My mother was a hugely entertaining person to be with. She had a perfect voice, a sense of timing and a sense of occasion. She had the temperament of a star, but not of a star who made excessive claims for herself. She had wit and intelligence and energy and I remember her saying she couldn’t understand people being bored because she’d never been bored in her life.

As an actress my mother had considerable dress sense and awareness. She dressed in the smart, understated American style of the 1930s which was made fashionable in Britain by Mrs Simpson. She didn’t spend a great deal of money on her clothes. When she got married she’d been given an allowance for her clothes, by her father, in American Trading Company preference shares. But, about a year later, the American Trading Company – under a callow new proprietor – lost most of its money and stopped paying even preference dividends. My mother felt that she had had money to buy clothes in the past but that she didn’t any more. She was well dressed but thrifty.

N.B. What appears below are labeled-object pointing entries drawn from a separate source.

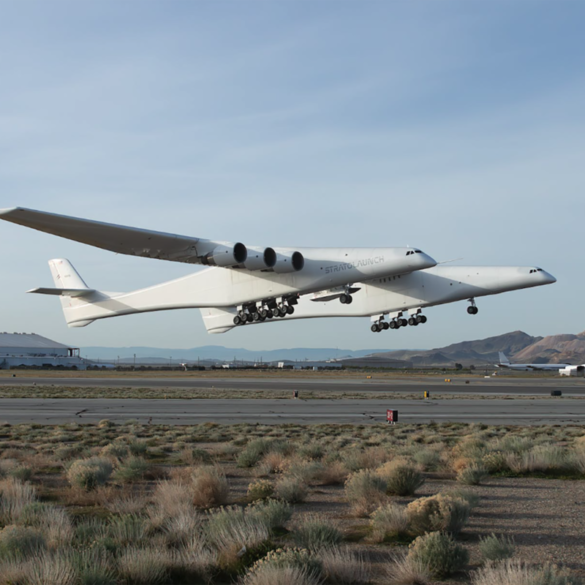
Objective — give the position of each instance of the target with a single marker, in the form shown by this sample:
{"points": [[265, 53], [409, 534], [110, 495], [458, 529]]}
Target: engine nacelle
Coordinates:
{"points": [[260, 259], [288, 263], [227, 255]]}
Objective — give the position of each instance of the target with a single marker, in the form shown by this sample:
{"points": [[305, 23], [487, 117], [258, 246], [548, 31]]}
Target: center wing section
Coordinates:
{"points": [[129, 240]]}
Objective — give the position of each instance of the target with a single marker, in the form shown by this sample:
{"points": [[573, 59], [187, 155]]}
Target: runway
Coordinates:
{"points": [[183, 412], [506, 386]]}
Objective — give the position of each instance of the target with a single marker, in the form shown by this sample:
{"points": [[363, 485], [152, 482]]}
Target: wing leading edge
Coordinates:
{"points": [[128, 240]]}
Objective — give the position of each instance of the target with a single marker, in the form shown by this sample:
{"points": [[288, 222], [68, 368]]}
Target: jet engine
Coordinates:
{"points": [[260, 259], [227, 255], [285, 262]]}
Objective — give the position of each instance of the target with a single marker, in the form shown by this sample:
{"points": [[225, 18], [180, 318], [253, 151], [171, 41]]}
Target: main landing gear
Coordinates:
{"points": [[397, 323], [267, 310]]}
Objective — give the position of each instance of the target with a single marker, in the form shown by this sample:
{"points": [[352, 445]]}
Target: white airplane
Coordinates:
{"points": [[505, 363], [247, 285]]}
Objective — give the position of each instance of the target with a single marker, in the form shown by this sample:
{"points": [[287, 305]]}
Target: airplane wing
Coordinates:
{"points": [[129, 240]]}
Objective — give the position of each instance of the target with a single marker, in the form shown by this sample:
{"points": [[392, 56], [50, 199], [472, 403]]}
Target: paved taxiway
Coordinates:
{"points": [[504, 386], [495, 411]]}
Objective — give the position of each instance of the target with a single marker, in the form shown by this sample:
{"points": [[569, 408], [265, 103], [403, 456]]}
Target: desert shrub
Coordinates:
{"points": [[315, 533], [93, 566], [196, 456], [131, 470], [402, 479], [20, 541], [311, 451], [365, 491], [138, 448], [333, 473], [472, 475], [495, 462], [407, 571], [90, 473], [493, 548], [542, 459], [127, 530], [341, 566], [388, 522], [88, 531], [231, 530], [50, 569], [439, 553], [291, 490], [117, 450], [210, 487], [272, 462], [438, 512], [513, 572], [297, 558], [143, 566], [171, 497], [273, 513], [305, 471], [271, 575], [14, 497], [428, 459], [182, 528], [260, 490]]}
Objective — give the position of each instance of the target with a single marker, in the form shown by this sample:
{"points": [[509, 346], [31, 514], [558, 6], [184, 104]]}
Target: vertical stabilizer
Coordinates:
{"points": [[66, 277]]}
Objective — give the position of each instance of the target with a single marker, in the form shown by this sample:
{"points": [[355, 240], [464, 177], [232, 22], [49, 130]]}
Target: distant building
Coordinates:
{"points": [[32, 350]]}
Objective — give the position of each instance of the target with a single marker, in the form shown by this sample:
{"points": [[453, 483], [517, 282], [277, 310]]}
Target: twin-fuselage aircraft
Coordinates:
{"points": [[245, 285]]}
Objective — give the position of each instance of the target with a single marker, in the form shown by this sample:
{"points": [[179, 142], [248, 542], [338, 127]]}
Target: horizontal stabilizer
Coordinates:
{"points": [[64, 292]]}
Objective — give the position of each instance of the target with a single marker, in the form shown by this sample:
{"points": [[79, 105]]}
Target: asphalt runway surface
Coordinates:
{"points": [[505, 386], [183, 412]]}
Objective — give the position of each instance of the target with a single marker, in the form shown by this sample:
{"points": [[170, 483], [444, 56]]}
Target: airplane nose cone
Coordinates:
{"points": [[426, 260], [548, 277]]}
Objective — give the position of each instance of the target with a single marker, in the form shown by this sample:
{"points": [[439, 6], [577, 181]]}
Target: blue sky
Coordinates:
{"points": [[455, 126]]}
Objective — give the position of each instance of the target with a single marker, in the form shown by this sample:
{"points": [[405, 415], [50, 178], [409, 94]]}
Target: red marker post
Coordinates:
{"points": [[391, 416]]}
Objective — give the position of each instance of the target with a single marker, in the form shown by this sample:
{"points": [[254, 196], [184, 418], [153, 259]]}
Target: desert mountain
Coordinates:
{"points": [[483, 351]]}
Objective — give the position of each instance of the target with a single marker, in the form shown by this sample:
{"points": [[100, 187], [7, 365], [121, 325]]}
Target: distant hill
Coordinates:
{"points": [[219, 353], [479, 352], [555, 349]]}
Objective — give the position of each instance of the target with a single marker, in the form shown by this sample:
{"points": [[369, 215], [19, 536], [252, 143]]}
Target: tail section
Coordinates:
{"points": [[71, 289], [65, 276]]}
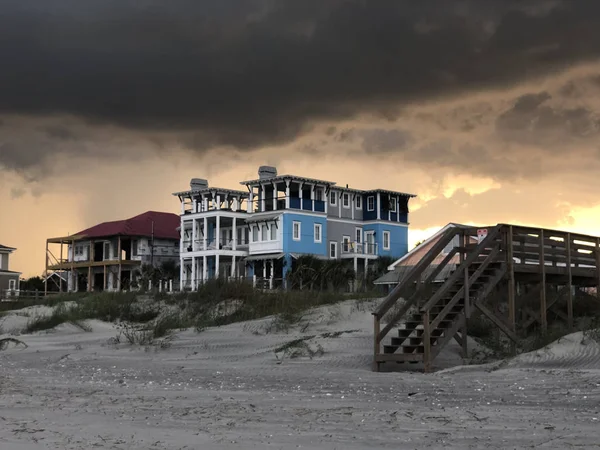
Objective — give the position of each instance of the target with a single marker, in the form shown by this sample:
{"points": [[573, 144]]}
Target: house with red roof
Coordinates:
{"points": [[109, 256]]}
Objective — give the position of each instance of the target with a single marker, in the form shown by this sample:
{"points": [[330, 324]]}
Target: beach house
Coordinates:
{"points": [[258, 232], [9, 280], [107, 256]]}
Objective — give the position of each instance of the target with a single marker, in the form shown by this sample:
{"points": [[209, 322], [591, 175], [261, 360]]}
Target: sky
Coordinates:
{"points": [[488, 110]]}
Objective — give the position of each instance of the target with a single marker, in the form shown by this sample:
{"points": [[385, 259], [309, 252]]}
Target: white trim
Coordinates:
{"points": [[318, 226], [358, 232], [368, 222], [389, 236], [346, 238], [395, 204], [294, 223], [372, 197], [334, 243], [343, 197]]}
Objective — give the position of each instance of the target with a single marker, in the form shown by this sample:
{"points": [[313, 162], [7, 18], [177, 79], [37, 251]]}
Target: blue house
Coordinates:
{"points": [[259, 232]]}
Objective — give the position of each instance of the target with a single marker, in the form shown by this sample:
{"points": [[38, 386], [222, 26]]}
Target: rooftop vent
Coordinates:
{"points": [[198, 184], [267, 172]]}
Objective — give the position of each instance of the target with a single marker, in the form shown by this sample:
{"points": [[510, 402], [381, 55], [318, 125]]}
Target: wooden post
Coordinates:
{"points": [[426, 343], [465, 239], [542, 261], [46, 272], [120, 266], [511, 283], [61, 261], [569, 284], [376, 330], [598, 268]]}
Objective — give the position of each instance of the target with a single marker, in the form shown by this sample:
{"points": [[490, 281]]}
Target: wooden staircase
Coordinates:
{"points": [[432, 322]]}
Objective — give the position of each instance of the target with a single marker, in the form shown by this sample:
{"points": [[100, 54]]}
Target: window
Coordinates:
{"points": [[263, 233], [318, 229], [386, 240], [346, 244], [346, 200], [296, 231], [392, 204], [370, 203]]}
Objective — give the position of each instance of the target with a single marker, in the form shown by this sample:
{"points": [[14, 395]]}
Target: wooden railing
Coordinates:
{"points": [[405, 289]]}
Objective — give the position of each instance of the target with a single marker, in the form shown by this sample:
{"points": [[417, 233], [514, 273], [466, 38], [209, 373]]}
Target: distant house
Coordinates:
{"points": [[9, 280], [403, 265], [106, 257]]}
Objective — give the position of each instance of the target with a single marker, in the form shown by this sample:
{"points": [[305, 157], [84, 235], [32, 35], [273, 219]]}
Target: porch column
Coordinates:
{"points": [[205, 232], [193, 273], [287, 194], [194, 234], [234, 232], [181, 274], [218, 233]]}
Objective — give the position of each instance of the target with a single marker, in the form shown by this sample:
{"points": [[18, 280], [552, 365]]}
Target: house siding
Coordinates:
{"points": [[307, 243], [398, 238]]}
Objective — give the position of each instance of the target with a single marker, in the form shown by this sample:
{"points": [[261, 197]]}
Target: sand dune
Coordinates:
{"points": [[227, 388]]}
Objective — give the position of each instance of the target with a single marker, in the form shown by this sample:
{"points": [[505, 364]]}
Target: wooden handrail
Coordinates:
{"points": [[415, 272]]}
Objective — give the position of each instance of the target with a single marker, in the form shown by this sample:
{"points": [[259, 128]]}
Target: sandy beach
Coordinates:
{"points": [[227, 388]]}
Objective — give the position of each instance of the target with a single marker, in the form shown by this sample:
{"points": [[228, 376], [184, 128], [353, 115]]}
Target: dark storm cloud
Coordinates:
{"points": [[534, 120], [256, 72]]}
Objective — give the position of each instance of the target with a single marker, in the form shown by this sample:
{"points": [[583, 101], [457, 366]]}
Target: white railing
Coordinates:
{"points": [[358, 248]]}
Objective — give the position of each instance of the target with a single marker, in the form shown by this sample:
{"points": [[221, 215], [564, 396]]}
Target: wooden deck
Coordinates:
{"points": [[537, 261]]}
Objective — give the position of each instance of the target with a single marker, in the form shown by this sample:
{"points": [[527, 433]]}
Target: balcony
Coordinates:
{"points": [[350, 249], [304, 204], [201, 245]]}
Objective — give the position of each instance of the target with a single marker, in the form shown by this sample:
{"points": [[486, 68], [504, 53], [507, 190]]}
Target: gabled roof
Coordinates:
{"points": [[287, 177], [213, 190], [152, 223]]}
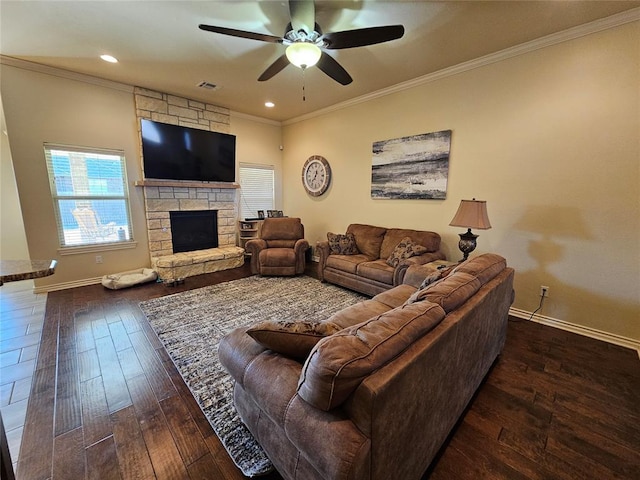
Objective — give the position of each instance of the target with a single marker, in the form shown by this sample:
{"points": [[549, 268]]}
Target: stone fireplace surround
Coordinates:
{"points": [[164, 196]]}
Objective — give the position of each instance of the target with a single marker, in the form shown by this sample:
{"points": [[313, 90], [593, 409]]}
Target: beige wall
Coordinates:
{"points": [[46, 108], [13, 240], [258, 142], [550, 139]]}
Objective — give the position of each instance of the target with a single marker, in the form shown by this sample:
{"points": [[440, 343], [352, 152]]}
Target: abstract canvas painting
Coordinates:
{"points": [[414, 167]]}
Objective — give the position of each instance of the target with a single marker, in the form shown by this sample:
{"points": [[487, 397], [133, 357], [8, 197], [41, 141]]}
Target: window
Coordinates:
{"points": [[90, 195], [256, 189]]}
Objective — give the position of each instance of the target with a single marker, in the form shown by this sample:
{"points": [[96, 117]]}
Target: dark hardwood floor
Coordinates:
{"points": [[107, 403]]}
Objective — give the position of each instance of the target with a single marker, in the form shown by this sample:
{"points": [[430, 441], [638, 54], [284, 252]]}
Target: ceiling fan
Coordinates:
{"points": [[306, 43]]}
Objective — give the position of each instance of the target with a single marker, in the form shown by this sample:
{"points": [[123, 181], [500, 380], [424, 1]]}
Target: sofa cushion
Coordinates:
{"points": [[449, 292], [337, 364], [277, 257], [483, 267], [358, 313], [393, 236], [346, 263], [377, 270], [290, 337], [281, 243], [368, 239], [406, 248], [342, 244]]}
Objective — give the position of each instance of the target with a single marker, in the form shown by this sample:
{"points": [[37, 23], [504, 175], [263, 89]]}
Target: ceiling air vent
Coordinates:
{"points": [[208, 85]]}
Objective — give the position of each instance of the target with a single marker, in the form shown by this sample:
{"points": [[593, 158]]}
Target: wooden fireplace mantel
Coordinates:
{"points": [[188, 184]]}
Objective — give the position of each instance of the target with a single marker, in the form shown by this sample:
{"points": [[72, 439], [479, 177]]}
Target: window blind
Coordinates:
{"points": [[90, 194], [256, 189]]}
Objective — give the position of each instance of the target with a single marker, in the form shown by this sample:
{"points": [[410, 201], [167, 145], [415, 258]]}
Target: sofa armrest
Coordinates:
{"points": [[323, 251], [401, 269], [254, 247]]}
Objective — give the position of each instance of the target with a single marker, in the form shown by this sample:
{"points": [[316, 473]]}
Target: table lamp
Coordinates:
{"points": [[470, 214]]}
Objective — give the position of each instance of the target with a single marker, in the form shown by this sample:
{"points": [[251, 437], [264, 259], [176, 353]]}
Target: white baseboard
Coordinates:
{"points": [[579, 329], [523, 314], [54, 287]]}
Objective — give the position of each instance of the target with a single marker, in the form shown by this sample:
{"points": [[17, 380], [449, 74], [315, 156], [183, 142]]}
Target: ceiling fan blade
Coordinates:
{"points": [[241, 33], [362, 36], [274, 68], [332, 68], [303, 15]]}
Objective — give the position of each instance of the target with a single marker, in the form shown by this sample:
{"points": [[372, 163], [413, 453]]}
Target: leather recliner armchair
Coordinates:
{"points": [[281, 248]]}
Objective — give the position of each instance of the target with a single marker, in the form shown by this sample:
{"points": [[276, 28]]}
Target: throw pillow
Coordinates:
{"points": [[429, 280], [405, 249], [291, 338], [342, 244]]}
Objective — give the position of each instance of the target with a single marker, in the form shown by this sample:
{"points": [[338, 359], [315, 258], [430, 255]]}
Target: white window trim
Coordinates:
{"points": [[98, 246]]}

My mother still went out on the English countryside routine of ‘making calls’. The rules still really came from the carriage days: you knew the people living in the big house of their village within a seven-mile radius and you called on them – you called on houses rather than people. Therefore you had a secondary acquaintance with people who weren’t in a seven-mile radius of your house but were in a seven-mile radius of a house on which you called. The calls were made in the afternoon and occasionally I was taken as a child with my mother to call. My mother had been fascinated by and had mastered the whole etiquette of calls and how Somerset ladies spoke to each other. She observed, as an actress, how old Lady Waldegrave used to talk. If you were visiting Lady Waldegrave, she would say, as the hostess, ‘How kind of you to come.’ And you would reply, ‘How kind of you to ask me.’ Beatrice discovered that she could play the Somerset ladies role better than the Somerset ladies themselves.

We were to read Shakespeare again as a family during the war. I remember that we read the English history plays, which seemed to have most to say about the dire circumstances of 1940 and 1941. Shakespeare always teaches the Churchillian doctrine: ‘In victory magnanimity, in defeat, defiance’. We read Richard II, which contains the great patriotic speech ‘This Sceptered Isle’ of old John of Gaunt, ‘time honoured Lancaster’. We also read King John, a much underrated play. I read the part of the Bastard, which also has a great patriotic speech, well suited to the worst days of the Second World War:

This England never did, nor never shall

Lie at the proud foot of a conqueror,

But when it first did help to wound itself.